AirAsia gained 0.6 percent to close at 3.35 ringgit in Kuala Lumpur trading.
This is the second of the three proposed listings by affiliates of AirAsia as the group raises funds to accelerate expansion. In December, the airline ordered 100 Airbus A320s valued at $9.4 billion, in addition to the 200 it had agreed in 2011 to purchase. The carrier is also adding a unit in India through a venture with Tata Group.
CIMB Group Holdings Bhd., Malayan Banking Bhd., Credit Suisse Group AG and Morgan Stanley are joint global coordinators for the offering. Barclays Plc, BNP Paribas SA, Citigroup Inc., CLSA Ltd. and HSBC Holdings Plc are helping manage the offering.
Aero Ventures Sdn., owned by AirAsia Group CEO Tony Fernandes and three others, will cut its stake in the airline to 34.4 percent from 52.2 percent through the IPO. Japan’s Orix Airline Holdings Ltd. and Bahrain’s Manara Consortium will each reduce their holdings to 6.4 percent from 10.9 percent after the share sale, according to a prospectus filing with the Kuala Lumpur stock exchange today. AirAsia Bhd. won’t be cutting its interest.
Nok Air will sell 187.5 million shares, including those owned by Aviation Investment International Ltd., at 26 baht apiece in the offering and expects to start trading on the stock exchange on June 20.
“Our growth strategy is to focus on domestic routes first and foremost,” Patee Sarasin, Nok’s chief executive officer, said in the statement. “I strongly believe Thailand is poised to become the regional air travel hub, thanks to its strategic location.”
Nok will use proceeds from the IPO for aircraft procurement and working capital.
Siam Commercial Bank Pcl is the financial adviser and SCB Securities Co. is the lead underwriter.
Budget carriers’ market share in the Asia-Pacific region rose to 24 percent last year from 1.1 percent in 2001, according to the CAPA Centre for Aviation, an industry consultancy.
Total traffic for the region will expand 6.4 percent a year during the next 20 years, according to jet maker Boeing Co. In that period, almost half of the world’s air traffic growth will be driven by travel to, from or within the Asia-Pacific, it said.
Asian Plane Orders
Asia Pacific overtook North America as the world’s biggest aviation market in 2009, according to IATA. The region’s passenger growth, both domestic and international, is expected to add about 380 million travelers between 2012 and 2016 to 1.2 billion, IATA forecast in December.

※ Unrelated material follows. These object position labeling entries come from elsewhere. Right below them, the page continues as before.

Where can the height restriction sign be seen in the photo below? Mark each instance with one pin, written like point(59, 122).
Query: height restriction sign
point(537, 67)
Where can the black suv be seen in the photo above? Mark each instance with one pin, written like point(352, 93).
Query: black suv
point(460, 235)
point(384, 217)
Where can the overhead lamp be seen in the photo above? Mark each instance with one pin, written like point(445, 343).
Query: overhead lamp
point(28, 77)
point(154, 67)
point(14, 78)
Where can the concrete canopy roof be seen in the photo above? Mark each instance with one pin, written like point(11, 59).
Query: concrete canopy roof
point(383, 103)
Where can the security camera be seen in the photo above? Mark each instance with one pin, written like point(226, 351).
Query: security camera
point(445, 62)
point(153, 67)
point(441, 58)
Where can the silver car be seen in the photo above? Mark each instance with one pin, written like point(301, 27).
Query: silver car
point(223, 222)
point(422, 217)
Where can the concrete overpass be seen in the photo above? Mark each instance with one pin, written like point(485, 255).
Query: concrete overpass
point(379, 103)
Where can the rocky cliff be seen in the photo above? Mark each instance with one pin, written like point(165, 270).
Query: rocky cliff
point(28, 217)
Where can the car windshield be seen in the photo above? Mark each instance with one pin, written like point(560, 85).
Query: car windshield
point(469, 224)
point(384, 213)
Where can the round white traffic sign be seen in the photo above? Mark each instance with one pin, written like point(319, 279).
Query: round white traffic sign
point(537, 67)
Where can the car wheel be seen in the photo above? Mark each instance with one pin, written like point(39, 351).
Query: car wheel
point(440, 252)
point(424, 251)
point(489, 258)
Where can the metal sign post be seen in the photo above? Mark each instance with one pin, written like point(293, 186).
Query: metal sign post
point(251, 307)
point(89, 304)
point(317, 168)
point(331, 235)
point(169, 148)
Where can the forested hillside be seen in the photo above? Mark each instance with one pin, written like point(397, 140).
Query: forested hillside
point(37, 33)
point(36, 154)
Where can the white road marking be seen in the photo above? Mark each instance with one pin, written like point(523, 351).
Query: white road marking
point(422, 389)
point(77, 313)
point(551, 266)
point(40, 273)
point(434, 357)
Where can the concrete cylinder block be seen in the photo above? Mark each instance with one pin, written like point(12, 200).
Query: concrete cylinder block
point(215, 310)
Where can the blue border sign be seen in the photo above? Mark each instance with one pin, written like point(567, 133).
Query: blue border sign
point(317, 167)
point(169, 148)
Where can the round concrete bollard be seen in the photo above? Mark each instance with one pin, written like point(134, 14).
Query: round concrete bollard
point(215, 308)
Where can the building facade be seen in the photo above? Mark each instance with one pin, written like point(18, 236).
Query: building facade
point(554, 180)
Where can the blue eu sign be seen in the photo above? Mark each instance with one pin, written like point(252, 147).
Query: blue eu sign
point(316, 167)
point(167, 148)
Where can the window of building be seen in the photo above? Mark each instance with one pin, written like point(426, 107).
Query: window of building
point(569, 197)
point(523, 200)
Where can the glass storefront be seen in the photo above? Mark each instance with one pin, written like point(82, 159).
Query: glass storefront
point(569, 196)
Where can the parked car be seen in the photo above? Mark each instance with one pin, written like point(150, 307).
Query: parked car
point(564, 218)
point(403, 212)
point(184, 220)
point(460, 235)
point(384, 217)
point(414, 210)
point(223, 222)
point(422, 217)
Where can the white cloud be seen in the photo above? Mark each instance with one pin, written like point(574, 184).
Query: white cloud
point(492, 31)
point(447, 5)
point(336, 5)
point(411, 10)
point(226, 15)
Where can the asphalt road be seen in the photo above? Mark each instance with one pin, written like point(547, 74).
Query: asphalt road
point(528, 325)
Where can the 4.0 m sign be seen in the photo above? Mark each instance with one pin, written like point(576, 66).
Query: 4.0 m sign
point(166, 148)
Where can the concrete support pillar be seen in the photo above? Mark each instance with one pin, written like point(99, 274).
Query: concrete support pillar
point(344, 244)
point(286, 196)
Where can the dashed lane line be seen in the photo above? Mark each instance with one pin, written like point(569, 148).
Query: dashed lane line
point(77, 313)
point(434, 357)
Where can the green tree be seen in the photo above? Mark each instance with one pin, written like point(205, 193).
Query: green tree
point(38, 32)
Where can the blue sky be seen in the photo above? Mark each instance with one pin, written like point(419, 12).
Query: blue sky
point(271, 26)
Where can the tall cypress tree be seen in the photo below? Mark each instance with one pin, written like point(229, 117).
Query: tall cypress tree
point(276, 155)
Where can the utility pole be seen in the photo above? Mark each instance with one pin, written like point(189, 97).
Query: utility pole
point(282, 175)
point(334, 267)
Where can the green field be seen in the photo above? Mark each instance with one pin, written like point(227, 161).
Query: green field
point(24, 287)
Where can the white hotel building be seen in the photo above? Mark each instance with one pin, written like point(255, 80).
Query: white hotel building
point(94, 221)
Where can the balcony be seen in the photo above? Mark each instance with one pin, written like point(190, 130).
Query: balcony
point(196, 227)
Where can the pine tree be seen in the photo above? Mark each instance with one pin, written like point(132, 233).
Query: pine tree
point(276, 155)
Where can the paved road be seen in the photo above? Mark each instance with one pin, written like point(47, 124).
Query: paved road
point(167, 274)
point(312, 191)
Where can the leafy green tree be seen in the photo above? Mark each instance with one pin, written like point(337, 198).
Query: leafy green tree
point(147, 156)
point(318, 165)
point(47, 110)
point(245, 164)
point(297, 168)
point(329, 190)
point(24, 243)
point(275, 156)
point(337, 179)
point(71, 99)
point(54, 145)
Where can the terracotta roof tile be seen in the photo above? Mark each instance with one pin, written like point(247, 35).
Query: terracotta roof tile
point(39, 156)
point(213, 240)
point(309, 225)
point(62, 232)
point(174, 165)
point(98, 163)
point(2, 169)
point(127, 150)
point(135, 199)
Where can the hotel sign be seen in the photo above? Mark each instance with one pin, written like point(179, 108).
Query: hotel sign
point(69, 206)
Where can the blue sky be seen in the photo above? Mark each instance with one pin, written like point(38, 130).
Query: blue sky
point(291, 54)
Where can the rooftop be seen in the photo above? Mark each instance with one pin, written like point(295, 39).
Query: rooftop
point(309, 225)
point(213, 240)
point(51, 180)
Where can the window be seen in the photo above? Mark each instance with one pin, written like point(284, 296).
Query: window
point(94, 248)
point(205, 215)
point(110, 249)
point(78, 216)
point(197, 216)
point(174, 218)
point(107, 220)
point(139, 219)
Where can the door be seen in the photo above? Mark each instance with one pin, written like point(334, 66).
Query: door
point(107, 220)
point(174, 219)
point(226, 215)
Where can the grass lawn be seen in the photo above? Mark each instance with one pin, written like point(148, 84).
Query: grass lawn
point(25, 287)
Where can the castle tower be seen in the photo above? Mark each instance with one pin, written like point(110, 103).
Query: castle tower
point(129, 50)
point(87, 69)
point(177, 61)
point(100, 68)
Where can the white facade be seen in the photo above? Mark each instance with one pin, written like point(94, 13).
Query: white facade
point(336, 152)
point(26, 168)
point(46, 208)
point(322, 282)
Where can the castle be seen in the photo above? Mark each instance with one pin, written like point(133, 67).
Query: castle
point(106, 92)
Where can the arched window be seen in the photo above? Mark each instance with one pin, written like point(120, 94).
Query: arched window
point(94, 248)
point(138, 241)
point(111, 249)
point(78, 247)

That growth forecast prompted Lion Air in March to place an order for 234 aircraft from Airbus, its second commitment in two years to purchase more than 200 planes. Including turboprop aircraft, the airline has a total of 700 planes on order.
AirAsia has grown into Asia’s biggest discount airline since its takeover by Fernandes and partners in 2001. In 2011, AirAsia ordered 200 Airbus A320neo aircraft valued at $18 billion.
Asia will be able to take in more aircraft as economic growth and a population of more than 3 billion people will sustain travel demand, Fernandes said in March.
Airlines globally are likely to generate net income of $12.7 billion in 2013 as capacity cuts help pack planes to record levels, IATA said earlier this month. Carriers in all regions should post a profit this year, led by airlines in Asia with projected earnings of $4.6 billion and North America with $4.4 billion, IATA said.